Hong Kong roundtable: Anticipating the next black swan

Funds Europe – How are Sino-US relations affecting institutional investors and asset management companies in Asia?

Zhong – The US is the largest capital market and China is catching up, so global asset managers are positioning themselves actively in the Chinese market. This is independent from US-China relations.

The Chinese government is restructuring and accelerating the opening-up of financial markets and is confident about introducing new market entrants with new capabilities. This creates more opportunities for global asset managers.

Ultimately, the two countries and whole world will benefit from a more constructive relationship between the US and China.

Vengayil – There is too much focus on the current political optics and rhetoric, and it will be a big mistake to think that this issue could fade away after the elections. I would not even call it a trade war or a conflict between the US and China, it’s increasingly evident it’s more of a tech war and what is happening is going to be one of the key issues that will drive the investment debates for years to come.

The tech war is nothing less than the race for supremacy between the world’s two economic superpowers in the industries of the future, and we see a genuine threat of a tech decoupling. I use the words ‘tech decoupling’ in a larger context, where the global markets for tech bifurcates into the Chinese node and the US node. We are already seeing some signs of that by the US banning TikTok, WeChat, and some of the discussions around 5G infrastructure.

Fu – I fully agree that the relationship is not going to be short-term. Both countries are going to a new normal in the way they are treating each other, regardless of who the US president is. As long as the ongoing dialogue is not destructive, the market will be getting used to that and will be able to think about what the best allocation strategy is in terms of capturing different growth opportunities because of the changes, for example with 5G. As we all know, there are crises in the market, there is always uncertainty in the markets, but to some extent because of these changes, that creates some clarity on developments happening around the region. Institutional investors and fund managers should be able to identify that.

Because of this ongoing geopolitical issue, companies, including fund management companies, have to think about how they operate in the region. A lot of companies need to be extremely politically sensitive in the way they operate: for example, if they want to expand in China and the parent company is in the US, how are they going to manage this dilemma? This is a very important consideration heading into the future.

Chan – It seems that clients are making a very clear distinction between the geopolitical noise from asset-allocation decisions, so we have seen Chinese investors continuing to invest into the US across different asset classes, from fixed income to equities. As a whole, we see that US fixed income is still in high demand across Asia. Of course, there are concerns around the economic implication of the tension, but it’s really the economic fundamentals rather than any political-level consideration.

From a business strategy point of view, we still believe that China will become the second-largest market for asset management in years to come and so asset managers, including ourselves, are eager to participate in the growth. We believe that we are well positioned for that, riding on our diversified investment capabilities, strong track record as well as client-focused servicing.

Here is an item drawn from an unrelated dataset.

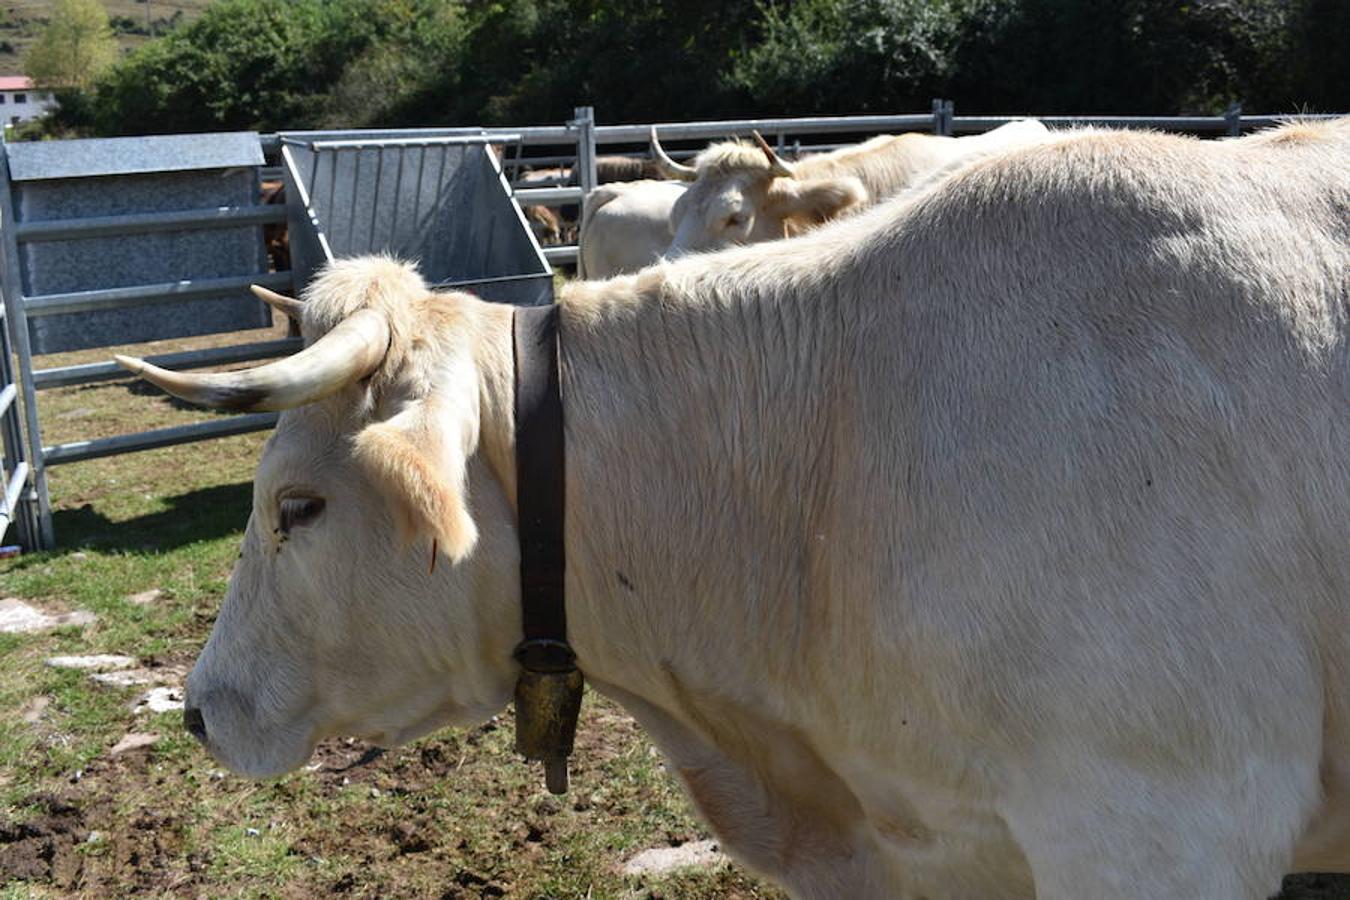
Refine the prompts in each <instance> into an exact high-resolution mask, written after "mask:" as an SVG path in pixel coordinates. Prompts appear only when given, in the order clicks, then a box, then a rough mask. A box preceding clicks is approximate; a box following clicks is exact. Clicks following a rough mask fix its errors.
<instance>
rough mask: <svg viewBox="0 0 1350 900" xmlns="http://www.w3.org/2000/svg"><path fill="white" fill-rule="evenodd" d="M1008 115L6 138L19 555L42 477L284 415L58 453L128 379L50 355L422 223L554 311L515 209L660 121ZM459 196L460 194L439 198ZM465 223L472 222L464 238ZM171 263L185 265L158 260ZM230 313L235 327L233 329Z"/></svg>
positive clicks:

Vengayil – If you look at the foreign players, including the US ones, they have gone for all possible options when it comes to China, including bringing their global capability to the Chinese clients, selling their China capabilities to the global investors and participating actively in the domestic market. The firms who are taking a majority stake or 100% ownership in Chinese asset management companies includes US firms, so it’s quite evident from a business strategy point of view for us, nothing has really changed because of this.